Raw vector search results are re-ranked using multiple quality signals. Courses get bonus points if they relate to recently viewed content, have recent launch dates, or have higher student ratings and completion rates.
This mathematical reweighting ensures the final results balance relevance with quality, showing students the best matches first.
The redesigned interface displays all content types in a clean, easy-to-scan layout optimized for quick decision-making. Students see more results above the fold, with clear visual differentiation between courses, paths, and other content.
This simplified design reduced cognitive load and made it easier for students to find and act on relevant content.
We ran multiple experiments to optimize each component, measuring CTR on top results to validate improvements.
Compared third-party search against custom vector-based system. The internal solution with personalization significantly outperformed generic external tools.

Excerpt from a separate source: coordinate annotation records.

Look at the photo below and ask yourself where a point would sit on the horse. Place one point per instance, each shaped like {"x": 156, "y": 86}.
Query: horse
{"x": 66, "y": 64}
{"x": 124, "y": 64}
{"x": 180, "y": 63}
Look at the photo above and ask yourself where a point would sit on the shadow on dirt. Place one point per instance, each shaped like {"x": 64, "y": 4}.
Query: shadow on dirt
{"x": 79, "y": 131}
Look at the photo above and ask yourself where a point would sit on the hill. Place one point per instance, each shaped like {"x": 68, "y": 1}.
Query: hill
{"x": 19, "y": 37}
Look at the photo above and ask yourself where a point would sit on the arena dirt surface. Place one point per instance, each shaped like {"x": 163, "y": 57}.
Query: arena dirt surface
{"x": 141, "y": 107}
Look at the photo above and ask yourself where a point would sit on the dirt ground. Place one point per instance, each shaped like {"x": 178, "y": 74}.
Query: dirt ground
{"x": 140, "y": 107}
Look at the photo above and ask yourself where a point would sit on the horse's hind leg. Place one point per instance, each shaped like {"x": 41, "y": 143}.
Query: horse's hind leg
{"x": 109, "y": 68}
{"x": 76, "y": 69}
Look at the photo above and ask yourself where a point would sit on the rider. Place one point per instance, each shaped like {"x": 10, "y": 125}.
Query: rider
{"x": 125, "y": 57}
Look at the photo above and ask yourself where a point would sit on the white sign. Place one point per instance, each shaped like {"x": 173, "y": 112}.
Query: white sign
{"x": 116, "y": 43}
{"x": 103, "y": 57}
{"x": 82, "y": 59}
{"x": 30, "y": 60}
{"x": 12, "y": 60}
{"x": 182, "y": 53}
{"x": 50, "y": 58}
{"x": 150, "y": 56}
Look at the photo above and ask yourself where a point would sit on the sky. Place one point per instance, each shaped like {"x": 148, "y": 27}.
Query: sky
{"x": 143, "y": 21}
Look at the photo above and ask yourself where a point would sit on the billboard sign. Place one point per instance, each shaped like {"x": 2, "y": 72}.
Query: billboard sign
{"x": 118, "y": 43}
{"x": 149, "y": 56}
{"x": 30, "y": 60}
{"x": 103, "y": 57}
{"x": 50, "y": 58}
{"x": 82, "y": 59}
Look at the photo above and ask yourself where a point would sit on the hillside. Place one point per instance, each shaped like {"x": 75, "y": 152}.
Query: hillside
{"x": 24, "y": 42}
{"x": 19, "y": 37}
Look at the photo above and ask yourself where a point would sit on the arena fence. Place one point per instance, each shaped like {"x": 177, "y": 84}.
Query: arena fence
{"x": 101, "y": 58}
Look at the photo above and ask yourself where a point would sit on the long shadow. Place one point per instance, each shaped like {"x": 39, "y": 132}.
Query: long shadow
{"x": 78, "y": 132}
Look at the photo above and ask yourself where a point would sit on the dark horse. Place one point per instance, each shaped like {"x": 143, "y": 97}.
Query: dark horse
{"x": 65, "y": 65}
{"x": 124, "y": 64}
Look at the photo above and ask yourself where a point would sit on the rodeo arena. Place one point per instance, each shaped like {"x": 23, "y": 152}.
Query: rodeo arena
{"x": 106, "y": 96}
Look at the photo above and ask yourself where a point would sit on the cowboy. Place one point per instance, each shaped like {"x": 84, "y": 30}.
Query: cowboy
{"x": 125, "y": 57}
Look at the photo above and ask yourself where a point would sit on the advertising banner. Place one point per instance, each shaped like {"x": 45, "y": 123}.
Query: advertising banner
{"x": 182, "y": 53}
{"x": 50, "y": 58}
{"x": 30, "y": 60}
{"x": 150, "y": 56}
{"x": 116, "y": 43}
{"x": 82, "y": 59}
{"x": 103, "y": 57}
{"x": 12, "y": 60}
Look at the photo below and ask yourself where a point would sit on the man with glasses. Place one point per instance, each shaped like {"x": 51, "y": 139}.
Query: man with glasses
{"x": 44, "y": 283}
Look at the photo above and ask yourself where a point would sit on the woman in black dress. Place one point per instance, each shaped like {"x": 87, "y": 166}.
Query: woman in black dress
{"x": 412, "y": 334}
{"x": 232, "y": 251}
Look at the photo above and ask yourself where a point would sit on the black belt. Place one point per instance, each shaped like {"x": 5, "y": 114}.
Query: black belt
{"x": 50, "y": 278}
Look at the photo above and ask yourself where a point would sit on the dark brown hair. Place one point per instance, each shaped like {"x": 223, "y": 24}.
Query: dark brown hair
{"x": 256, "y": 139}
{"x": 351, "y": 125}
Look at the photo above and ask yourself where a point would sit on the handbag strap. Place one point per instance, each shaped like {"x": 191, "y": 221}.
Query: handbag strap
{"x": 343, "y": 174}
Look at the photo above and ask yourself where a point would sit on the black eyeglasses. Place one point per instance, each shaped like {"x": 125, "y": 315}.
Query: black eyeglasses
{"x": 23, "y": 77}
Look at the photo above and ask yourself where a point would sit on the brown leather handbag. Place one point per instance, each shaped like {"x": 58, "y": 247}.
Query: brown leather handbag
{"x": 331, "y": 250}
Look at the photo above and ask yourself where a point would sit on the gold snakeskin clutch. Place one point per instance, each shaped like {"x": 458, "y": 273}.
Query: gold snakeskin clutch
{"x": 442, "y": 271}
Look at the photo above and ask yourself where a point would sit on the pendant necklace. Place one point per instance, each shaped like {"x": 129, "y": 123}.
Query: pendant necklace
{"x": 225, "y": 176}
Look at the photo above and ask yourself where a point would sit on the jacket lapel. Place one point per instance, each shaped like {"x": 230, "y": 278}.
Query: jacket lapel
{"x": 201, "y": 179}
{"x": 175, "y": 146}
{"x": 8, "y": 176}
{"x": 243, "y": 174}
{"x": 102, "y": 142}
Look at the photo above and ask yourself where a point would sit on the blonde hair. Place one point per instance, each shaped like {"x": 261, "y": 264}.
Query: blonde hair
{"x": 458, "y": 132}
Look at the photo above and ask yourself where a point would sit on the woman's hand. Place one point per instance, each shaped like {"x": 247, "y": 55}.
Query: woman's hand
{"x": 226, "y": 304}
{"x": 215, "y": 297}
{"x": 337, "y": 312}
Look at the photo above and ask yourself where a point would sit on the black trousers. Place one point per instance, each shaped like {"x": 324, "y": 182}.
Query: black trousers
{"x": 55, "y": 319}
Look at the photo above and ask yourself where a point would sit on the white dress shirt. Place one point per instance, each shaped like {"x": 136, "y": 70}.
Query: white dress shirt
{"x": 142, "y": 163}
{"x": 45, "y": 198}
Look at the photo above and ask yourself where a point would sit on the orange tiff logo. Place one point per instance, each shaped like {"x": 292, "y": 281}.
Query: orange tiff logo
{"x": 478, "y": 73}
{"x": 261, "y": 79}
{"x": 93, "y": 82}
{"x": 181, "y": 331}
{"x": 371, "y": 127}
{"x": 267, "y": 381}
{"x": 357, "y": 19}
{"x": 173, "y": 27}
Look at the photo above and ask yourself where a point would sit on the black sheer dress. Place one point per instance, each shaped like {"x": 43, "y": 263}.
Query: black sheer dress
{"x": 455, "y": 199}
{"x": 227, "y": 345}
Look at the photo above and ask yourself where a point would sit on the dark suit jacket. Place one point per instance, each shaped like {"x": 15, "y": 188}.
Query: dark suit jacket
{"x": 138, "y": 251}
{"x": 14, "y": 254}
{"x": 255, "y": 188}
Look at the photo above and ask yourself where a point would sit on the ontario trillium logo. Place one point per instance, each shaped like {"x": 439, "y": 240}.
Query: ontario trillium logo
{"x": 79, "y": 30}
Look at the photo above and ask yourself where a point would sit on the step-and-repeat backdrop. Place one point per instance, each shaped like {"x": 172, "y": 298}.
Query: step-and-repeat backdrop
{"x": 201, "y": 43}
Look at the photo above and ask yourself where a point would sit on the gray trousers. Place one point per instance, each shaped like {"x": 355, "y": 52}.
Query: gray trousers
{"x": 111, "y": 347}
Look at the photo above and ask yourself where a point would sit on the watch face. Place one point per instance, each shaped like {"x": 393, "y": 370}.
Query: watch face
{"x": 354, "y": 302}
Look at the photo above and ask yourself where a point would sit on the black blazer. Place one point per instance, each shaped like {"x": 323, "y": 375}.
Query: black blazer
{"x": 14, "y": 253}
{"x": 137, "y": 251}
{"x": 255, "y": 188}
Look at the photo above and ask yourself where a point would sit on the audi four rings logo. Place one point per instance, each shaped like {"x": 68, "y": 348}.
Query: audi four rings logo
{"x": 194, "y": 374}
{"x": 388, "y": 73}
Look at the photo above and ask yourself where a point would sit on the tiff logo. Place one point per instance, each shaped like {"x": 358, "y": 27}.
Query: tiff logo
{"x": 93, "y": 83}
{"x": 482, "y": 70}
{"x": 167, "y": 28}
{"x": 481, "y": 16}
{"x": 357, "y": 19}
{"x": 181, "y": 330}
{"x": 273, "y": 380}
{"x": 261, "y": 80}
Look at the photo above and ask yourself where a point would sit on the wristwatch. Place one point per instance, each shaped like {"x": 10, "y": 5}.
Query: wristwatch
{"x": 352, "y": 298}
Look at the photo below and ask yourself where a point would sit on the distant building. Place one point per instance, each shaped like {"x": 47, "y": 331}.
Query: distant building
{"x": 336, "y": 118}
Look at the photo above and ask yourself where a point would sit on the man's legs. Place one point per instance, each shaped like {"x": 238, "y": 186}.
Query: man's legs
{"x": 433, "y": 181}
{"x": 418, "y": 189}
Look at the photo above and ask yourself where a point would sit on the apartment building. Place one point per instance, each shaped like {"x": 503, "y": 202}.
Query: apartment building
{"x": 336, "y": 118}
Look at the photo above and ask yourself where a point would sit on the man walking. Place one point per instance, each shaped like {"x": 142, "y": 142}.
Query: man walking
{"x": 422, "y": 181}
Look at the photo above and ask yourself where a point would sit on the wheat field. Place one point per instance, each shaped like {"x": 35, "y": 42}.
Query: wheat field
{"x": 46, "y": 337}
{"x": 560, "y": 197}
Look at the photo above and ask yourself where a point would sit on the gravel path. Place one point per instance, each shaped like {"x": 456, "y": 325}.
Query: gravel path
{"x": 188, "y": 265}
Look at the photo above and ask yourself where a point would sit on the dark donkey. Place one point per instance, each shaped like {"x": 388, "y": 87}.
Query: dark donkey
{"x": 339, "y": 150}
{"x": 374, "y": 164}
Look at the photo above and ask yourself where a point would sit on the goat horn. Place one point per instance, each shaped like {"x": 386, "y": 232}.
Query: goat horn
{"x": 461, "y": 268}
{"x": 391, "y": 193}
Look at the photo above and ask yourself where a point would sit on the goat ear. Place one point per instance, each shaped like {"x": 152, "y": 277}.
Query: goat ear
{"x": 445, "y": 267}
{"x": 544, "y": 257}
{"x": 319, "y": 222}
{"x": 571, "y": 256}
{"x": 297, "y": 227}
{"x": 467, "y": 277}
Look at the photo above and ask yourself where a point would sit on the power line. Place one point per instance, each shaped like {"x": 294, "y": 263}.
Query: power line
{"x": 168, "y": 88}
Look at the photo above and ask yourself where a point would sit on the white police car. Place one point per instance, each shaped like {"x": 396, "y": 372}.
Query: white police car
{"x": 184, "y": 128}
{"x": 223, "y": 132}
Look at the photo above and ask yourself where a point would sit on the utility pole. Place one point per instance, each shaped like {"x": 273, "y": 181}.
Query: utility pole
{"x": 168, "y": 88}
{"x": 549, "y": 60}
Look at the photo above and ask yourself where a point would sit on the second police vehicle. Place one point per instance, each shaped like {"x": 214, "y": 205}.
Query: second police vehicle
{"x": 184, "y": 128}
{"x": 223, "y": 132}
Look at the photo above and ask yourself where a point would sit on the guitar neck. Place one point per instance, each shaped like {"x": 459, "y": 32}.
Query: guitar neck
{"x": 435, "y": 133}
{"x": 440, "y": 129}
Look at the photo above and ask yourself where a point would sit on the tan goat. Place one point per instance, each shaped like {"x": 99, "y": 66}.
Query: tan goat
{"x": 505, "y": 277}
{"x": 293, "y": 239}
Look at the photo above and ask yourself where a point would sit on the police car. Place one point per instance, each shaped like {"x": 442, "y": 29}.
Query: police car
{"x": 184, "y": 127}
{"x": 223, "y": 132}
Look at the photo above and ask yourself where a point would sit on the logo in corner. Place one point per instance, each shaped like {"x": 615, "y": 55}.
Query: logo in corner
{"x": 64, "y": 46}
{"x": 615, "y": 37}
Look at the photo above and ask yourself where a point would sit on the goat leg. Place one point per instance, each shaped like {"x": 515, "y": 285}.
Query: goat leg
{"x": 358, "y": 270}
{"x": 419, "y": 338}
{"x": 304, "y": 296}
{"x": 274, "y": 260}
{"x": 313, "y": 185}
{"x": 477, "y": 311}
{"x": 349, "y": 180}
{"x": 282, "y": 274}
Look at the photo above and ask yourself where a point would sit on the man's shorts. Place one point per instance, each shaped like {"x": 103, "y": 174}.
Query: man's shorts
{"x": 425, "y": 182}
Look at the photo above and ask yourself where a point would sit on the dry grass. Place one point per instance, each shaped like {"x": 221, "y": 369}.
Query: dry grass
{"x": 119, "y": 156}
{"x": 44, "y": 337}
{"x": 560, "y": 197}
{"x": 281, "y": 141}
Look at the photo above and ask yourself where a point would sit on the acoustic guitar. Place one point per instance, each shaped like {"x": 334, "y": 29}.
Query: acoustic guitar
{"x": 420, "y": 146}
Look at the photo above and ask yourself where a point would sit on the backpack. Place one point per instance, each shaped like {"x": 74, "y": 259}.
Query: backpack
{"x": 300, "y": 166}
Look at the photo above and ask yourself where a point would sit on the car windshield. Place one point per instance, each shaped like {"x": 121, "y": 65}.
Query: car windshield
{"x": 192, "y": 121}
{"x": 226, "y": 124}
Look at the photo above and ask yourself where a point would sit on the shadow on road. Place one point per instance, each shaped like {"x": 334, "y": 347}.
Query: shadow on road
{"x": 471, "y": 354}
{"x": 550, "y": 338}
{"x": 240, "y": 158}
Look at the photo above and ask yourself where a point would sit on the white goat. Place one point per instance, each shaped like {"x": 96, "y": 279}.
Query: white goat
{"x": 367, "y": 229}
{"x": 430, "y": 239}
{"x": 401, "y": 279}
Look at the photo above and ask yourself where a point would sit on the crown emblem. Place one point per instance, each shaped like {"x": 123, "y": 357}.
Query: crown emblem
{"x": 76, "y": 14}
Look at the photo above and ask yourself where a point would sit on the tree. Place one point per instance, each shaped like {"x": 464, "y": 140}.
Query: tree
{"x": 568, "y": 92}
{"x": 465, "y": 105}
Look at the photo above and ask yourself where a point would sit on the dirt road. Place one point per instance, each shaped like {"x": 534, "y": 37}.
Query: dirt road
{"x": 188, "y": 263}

Tested including module titles in vectors versus just descriptions and titles. More detailed vectors improved relevance without sacrificing performance.
Created dedicated vectors for course titles to give them more weight. This improved precision for exact-match queries while maintaining broad semantic search.
Experimented with removing AI-generated tags from vectors. Cleaner data without noisy tags actually improved result quality and relevance.
A/B tested a simplified results layout against the original. The cleaner design increased top-2 position CTR by showing more scannable content.
The new search system dramatically improved discoverability and engagement across the platform.
Adding student behavioral data transformed search from generic to personal.
Running structured A/B tests on each component revealed non-obvious improvements that assumption-based development would have missed.
Both the technical architecture and the interface benefited from simplification over added complexity.
Prioritizing heavily-used features yields the best return on product development effort.